Dom Quixote – Fale-nos sobre as sensações.
– Aposto que está pensando em comida, Sancho.
– Ganhaste a aposta, mestre.
– A memória é uma coisa interessante, Sancho. A lembrança de uma perda, por exemplo, pode causar uma sensação de desconforto(dor), assim como a lembrança de uma comida pode causar uma sensação de prazer.
– Fala-me sobre as sensações, meu senhor.
– Falar de sensações é falar sobre o prazer e a dor. As sensações são impressões, Sancho. São verdadeiros atos somáticos que surgem em consequência da recepção de estímulos pelos sentidos, seja no presente ou no passado(pela lembrança). Quando perpassado por uma emoção, a sensação torna-se uma ideia ou estado de consciência. Saiba, Sancho, que os estímulos externos(uma visão, um som) ou internos(lembrança, fantasia) podem criar paixões nefastas e por isso devem ser selecionadas com inteligência: cabe a inteligencia decidir com bom senso o que vê, ouve, come, toca, pensa, fantasia e lembra.
– Eu não decido nada, mestre. As coisas me chegam e eu lido com elas como posso. Por exemplo. Esta fome está me matando. Que tal pararmos para comer em algum lugar?!

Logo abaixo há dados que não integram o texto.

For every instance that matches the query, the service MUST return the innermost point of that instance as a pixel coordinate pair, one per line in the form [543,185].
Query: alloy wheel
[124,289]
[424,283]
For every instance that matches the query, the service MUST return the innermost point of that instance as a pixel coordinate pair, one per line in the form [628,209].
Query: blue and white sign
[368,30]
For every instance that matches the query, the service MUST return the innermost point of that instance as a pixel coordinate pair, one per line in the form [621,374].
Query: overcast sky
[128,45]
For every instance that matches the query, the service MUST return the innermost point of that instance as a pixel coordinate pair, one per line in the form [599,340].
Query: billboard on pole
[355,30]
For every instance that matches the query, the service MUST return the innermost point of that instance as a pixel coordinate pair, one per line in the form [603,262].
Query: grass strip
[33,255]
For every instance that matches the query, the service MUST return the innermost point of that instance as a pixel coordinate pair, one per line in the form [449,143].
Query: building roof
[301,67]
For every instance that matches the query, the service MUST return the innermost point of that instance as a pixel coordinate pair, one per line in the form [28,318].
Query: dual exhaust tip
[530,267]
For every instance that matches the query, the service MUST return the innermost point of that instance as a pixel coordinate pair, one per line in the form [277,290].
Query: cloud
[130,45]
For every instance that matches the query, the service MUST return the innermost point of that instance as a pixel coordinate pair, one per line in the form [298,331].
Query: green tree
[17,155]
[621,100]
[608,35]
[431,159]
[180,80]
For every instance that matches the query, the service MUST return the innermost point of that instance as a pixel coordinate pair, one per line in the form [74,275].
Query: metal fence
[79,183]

– E deixar o dever de lado, Sancho?! Alem do mais, não temos onde parar no momento, então pare de pensar sobre isso. Quando a sensação nos chega, Sancho, seja como prazer ou dor, ela não deve ser intelectualizada. Não devemos travar diálogo entre a sensação e a mente, sob o risco de gerarmos paixões, compulsões, aversões ou inércia que nos afastem do dever. O que não quer dizer que não devemos usar a inteligência.
O calor do sol pode ser um fato que nos causa a sensação de desconforto pelos sentidos. Esta sensação de desconforto e dor, quando intelectualizada pela opinião, vira sofrimento. O sofrimento facilmente vira desculpa para não cumprir o dever. Desistir de chegarmos até o vilarejo que precisa de nós, por exemplo.
A cama macia pode ser um fato que nos causa a sensação de conforto pelos sentidos. Esta sensação de prazer, quando intelectualizada pela opinião, vira desejo. O desejo facilmente vira desculpa para não cumpri o dever como o de investigar os assuntos divinos, por exemplo.
– Essa sensação desagradável de fome esta me deixando de mau humor, isso sim, mestre.
– As sensações de dor ou prazer devem ser estudadas junto com os fenômenos afetivos(emoções, paixões). Os fenômenos afetivos, como seu mau humor, Sancho, são estados de ânimo muitas vezes provenientes das sensações. Dai surgem o sofrimento, o medo, a ansiedade, o desejo, a aversão, os gostos, as preferências, o agradável e o desagradável.
– O que me ajuda a saber disso, mestre?
– Em alguma medida você pode calibrar suas sensações e mais ainda, suas opiniões sobre elas, Sancho. A sensação é um mensageiro portador do conhecimento sobre a dor ou o prazer. Essa sensação pode variar de pessoa para pessoa. O amargo na língua pode dar a sensação de dor ou prazer dependendo da pessoa. Isto mostra que este mensageiro(sensação) não é tão impessoal quanto se pensa, mas calibrado pela própria personalidade, com seu gostos e preferências. As impressões desse mensageiro são afetadas por sua história de vida, com suas crenças, traumas, karma, hábitos e memória. Embora a percepção da sensação possa variar de pessoa, Sancho, seja como for, a mensagem vai chegar ao Rei que é a inteligência. É o Rei que vai decidir se vai incorporar a mensagem ou descartá-la. Se vai ignorar as impressões ou vai potencializá-las com a mente.
Sabe, Sancho. É possível tornar o mensageiro(sensações) mais refinado por meio da apuração do gosto, levando a personalidade a sentir prazer apenas no que se deve. De qualquer forma, a evolução do mensageiro perpassa pela conquista da inteligencia que é o Rei. Se você melhorar o Rei, a consequência é o mensageiro se ajustar sobre o risco de ter sua cabeça cortada e substituído por outra. Por isso o foco tem que ser em cima da inteligência, que situa-se no centro de controle da consciência.
– Poxa, mestre. Do jeito que você fala parece que temos que odiar as sensações e viver uma vida de asceta.
– Nada disso, sancho. As sensações(dor/prazer) e os fenômenos afetivos( emoções, paixões) cumprem o seu papel quando subordinados a Alma Imortal pela inteligência. As emoções e paixões, então, convertem-se em sentimentos sublimes. Os prazeres e dores do corpo nos chegam pelo destino e sem afetações, temperando a jornada espiritual. Os prazeres da alma, então, se tornam mais frequentes e pautam a verdadeira felicidade do ser humano.